Luttes d’influence autour de la taxonomie européenne
Afin d’identifier précisément les activités économiques considérées comme durables, l’Union européenne a décidé de mettre en place une taxonomie sur la finance verte. Elle permettra de flécher les investissements vers des secteurs compatibles avec la lutte contre le changement climatique. Mais tout le monde n’est pas d’accord sur le caractère vert ou non d’une filière : le gaz et le nucléaire font notamment l’objet d’importants débats.
Comment définir une activité économique atténuant le changement climatique ? Pour répondre à cette interrogation, l’Union européenne a présenté le 21 avril un acte délégué, une sorte de décret d’application en droit européen censé lister les activités favorables à l’environnement. Le but est d’inciter les organismes financiers à les soutenir et non de sanctionner ceux qui font le choix d’investir encore dans les secteurs polluants. Cette idée de “taxonomie verte” a été lancée en 2018 par la Commission européenne. Elle entrera partiellement en vigueur à la fi n de l’année, puis dans son ensemble fin 2022. Actuellement, la part verte déterminée par le projet de taxonomie ne représente que quelques pourcents de l’économie de l’Union. L’objectif est d’augmenter progressivement cette part afin d’atteindre une économie neutre en carbone.
Pour être considérée comme verte et être mentionnée dans le texte européen, une activité ne devrait pas émettre plus de 100 g de CO2 par kWh. Cela exclut de fait les secteurs liés aux combustibles fossiles. Mais s’il semble y avoir un consensus pour sortir le charbon qui rejette 1 000 g de CO2/kWh, certains secteurs entraînent de nombreux débats, non seulement entre industriels et organisations non gouvernementales (ONG) mais aussi entre États de l’Union.

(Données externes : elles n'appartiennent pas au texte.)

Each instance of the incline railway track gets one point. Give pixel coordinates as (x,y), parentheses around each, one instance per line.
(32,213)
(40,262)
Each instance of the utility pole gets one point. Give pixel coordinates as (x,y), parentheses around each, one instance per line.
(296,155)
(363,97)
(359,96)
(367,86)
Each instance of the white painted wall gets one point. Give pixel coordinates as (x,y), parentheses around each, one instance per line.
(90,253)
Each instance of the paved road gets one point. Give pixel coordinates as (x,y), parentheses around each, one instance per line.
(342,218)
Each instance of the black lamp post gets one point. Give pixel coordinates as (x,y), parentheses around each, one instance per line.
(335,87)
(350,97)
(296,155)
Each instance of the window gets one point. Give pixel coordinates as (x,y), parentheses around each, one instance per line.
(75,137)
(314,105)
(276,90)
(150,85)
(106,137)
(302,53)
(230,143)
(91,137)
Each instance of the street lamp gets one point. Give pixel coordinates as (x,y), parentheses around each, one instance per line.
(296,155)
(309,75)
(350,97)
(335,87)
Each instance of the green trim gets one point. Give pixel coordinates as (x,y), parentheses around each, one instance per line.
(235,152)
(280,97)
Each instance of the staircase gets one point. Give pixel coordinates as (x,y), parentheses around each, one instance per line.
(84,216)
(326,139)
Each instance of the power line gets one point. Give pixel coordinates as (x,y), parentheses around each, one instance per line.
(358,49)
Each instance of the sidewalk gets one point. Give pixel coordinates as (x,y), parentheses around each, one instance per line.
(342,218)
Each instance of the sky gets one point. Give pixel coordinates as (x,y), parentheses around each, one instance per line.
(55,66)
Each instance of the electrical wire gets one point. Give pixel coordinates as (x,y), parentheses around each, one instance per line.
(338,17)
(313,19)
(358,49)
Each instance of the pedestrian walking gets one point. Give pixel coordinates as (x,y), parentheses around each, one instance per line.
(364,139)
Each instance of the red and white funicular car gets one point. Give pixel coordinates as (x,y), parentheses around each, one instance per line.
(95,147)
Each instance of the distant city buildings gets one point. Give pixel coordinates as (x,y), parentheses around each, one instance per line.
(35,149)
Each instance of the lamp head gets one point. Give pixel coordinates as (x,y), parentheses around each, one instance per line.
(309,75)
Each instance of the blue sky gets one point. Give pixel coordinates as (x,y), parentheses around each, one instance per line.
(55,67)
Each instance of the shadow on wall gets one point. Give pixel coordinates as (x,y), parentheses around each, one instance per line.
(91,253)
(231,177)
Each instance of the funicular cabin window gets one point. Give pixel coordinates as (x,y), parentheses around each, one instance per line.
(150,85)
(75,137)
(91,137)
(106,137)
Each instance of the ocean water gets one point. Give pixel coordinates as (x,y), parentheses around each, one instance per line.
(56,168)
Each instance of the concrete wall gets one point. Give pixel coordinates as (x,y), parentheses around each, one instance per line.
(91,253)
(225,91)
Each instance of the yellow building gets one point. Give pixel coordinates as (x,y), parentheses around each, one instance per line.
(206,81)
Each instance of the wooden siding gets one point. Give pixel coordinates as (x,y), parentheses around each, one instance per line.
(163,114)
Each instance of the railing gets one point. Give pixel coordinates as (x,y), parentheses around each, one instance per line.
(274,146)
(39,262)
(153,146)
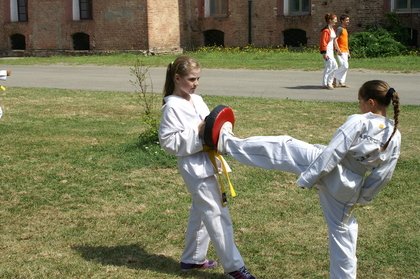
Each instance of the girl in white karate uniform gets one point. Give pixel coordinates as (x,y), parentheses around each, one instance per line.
(359,160)
(183,114)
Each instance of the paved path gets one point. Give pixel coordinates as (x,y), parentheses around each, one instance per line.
(300,85)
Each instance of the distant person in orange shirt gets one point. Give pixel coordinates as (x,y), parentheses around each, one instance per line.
(327,44)
(343,53)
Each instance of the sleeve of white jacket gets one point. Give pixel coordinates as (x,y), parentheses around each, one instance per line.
(176,138)
(378,178)
(3,74)
(332,154)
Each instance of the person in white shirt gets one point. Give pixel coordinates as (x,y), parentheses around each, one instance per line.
(3,76)
(183,115)
(327,44)
(356,164)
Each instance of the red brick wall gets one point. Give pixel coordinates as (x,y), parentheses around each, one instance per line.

Le gaz et le nucléaire exclus pour l’instant
Le cas du gaz divise. Climate Bonds chiffre ses émissions à 500 g de CO2/kWh en comptant ses rejets indirects. Mais certains estiment qu’il peut représenter un secteur de transition pour sortir du charbon. En juin 2020, un vote au parlement européen a semblé donner raison à ses défenseurs. Il a en effet ajouté la possibilité d’intégrer dans la taxonomie des activités émettant plus de 100 g de CO2 par kWh qui permettraient de remplacer des filières dont le bilan carbone serait pire. Cette intégration du gaz est notamment poussée par dix pays d’Europe, en particulier la Pologne, qui mènent un lobbying intense pour que ce combustible soit considéré comme bénéfique pour mener à bien la transition vers une économie décarbonée. Cette possible inclusion du gaz a fait réagir des ONG et des organisations scientifiques. 225 d’entre elles ont alerté sur les risques encourus dans une lettre ouverte publiée à l’initiative du WWF. Selon le Réseau action climat (RAC), qui a signé le document, « investir dans le gaz fossile, c’est maintenir la dépendance de l’Europe à une énergie fossile pour les trente prochaines années et rendre l’objectif climatique européen pour 2030 ainsi que la neutralité climatique d’ici à 2050 inatteignables. »
Les ONG craignent une alliance entre pro- gaz et pro-nucléaire. « La France ne doit pas laisser entrer le gaz fossile dans la taxonomie avec l’intention d’ouvrir ainsi une porte à l’inclusion du nucléaire », ajoute le Rac. C’est pourtant le scénario qui semble se dessiner. Dans un courrier adressé à Bruxelles, la France, la Roumanie et la Pologne ont souligné son « indispensable contribution pour combattre le changement climatique ». Pour défendre son industrie nucléaire, pour l’instant non retenue dans la taxonomie suite à un rapport d’experts, Paris a donc fait le choix de ne pas s’opposer à l’inclusion du gaz. Les deux filières restent donc dans l’attente pour l’instant. La Commission a choisi de reporter le débat pour se laisser plus de temps. En coulisses, les tractations promettent d’être intenses.